Moles, voles are common pests in landscape

Recently the Extension office has received calls from homeowners who have observed the appearance of tunnels in the soil and small holes in the ground. Often they are caused by the actions of small animals called moles and voles.

What exactly are these animals and how are they different? Moles feed on insects. Moles are flat, pig-nosed, gray animals 5 to 6 inches long. Moles have large incisor and canine teeth. They possess powerful front feet used to tunnel below ground and are rarely observed above ground.

Their diet consists of earthworms, white grubs, ants, beetles and other subterranean insects. They do not feed on plants. Their tunnels can potentially damage a young plant's root system. A large network of the raised tunnels dug by a few moles can ruin a lawn's appearance. The mole population peaks in the fall.

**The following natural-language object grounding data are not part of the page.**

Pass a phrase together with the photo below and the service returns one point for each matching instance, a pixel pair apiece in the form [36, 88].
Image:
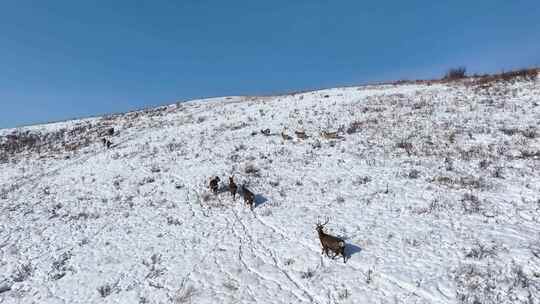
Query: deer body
[249, 197]
[214, 184]
[233, 188]
[331, 243]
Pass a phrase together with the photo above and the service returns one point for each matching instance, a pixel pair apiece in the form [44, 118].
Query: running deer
[330, 242]
[214, 184]
[233, 188]
[249, 197]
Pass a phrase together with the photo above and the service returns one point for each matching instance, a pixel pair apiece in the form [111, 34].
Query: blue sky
[64, 59]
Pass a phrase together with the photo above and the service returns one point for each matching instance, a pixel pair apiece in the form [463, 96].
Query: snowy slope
[435, 187]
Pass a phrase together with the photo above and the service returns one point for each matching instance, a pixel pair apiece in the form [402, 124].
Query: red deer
[265, 132]
[233, 188]
[330, 242]
[249, 197]
[214, 184]
[285, 136]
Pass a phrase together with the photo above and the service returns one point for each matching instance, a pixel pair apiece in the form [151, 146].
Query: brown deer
[285, 136]
[214, 184]
[249, 197]
[233, 188]
[330, 242]
[265, 132]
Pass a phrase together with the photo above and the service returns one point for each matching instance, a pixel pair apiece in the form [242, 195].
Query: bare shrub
[361, 180]
[308, 274]
[494, 284]
[480, 251]
[184, 295]
[251, 169]
[23, 272]
[455, 73]
[107, 289]
[471, 203]
[406, 145]
[413, 174]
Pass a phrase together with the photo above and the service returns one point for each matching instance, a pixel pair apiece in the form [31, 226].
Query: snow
[432, 192]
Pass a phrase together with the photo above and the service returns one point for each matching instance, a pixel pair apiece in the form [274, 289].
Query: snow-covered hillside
[435, 187]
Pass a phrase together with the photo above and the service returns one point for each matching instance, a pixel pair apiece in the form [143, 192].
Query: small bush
[455, 73]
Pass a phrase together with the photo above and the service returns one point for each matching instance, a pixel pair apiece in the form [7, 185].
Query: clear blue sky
[64, 59]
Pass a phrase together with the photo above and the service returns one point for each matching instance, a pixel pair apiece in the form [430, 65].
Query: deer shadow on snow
[259, 200]
[350, 250]
[334, 246]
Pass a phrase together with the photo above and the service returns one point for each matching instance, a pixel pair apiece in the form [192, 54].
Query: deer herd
[329, 243]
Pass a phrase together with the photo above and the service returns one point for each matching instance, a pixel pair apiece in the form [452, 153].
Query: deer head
[320, 227]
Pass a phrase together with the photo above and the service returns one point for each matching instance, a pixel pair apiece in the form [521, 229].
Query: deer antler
[326, 222]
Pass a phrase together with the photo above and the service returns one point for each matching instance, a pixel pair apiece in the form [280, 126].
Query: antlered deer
[214, 184]
[330, 242]
[233, 188]
[249, 197]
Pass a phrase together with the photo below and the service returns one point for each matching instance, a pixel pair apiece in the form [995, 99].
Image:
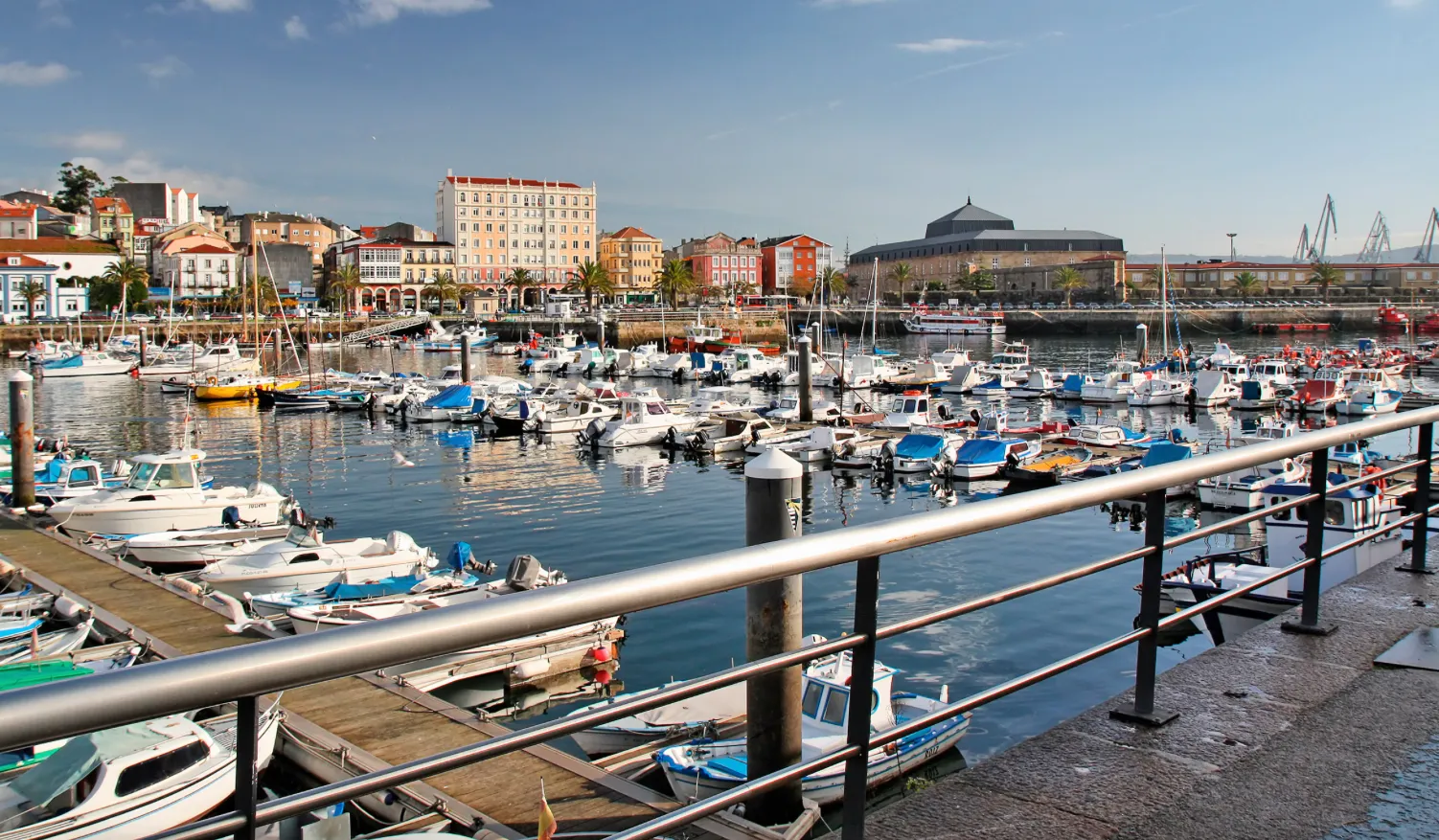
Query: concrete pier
[1280, 737]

Voles are rodents resembling a house mouse but have a shorter tail and smaller ears. They are brown to gray in color, 4 to 6 inches long with mouse-like chewing teeth but no canine teeth. Voles feed on plant roots, bulbs and other parts of vegetation. They damage plant material by chewing the roots of young trees and shrubs, and can strip the bark at ground level. Voles travel above ground. Their paths are called runways and can be identified as worn paths in the grass and ground litter.

Moles and voles damage lawns and gardens differently. Mole damage is usually only cosmetic. They plow the soil by tunneling just under the surface in search of grubs. Mole tunnels can make turf look "cracked" and in closely mowed turf, their tunnels can become unsightly, especially with the volcano-shaped mound built around their exit hole.

Voles feeding on ornamental plants will girdle the trunks and damage the roots by chewing. Root tips look like sharpened pencils. Often you will not suspect the damage until the plant just falls over. Voles are active both day and night.

Moles can be difficult to control. Reducing their food source is one method. Grubs are one of their favorite foods and often what attracts them to an area. Applying insecticides labeled for controlling grubs can reduce the damage caused by moles.

Another control method is the use of lethal harpoon traps placed over their tunnels. The traps are set off by mole movements. Step on their runs in several places, marking the spots. The moles will repair the tunnels they use. Go back to these spots and observe the repairs. Do this several times. Then place the traps on top of these runs.

Control voles by reducing the amount of groundcover by mowing or some other means. This is the best way to deter voles from inhabiting an area since they prefer plenty of groundcover to protect them from predatory birds and mammals. Traps may also be used. Snare traps and snap traps (traditional mouse traps) can be placed in runways and baited with apple slices. A good method is baiting the traps with small amount of peanut butter for few nights without setting the traps. When the traps are finally set there is an element of surprise.

Another method of controlling vole damage is to create a "fence" out of hardware mesh cloth and wrap it around the base of the woody plants to deter them from chewing on the bark. Baits or poisons are not available for homeowners to use in controlling voles.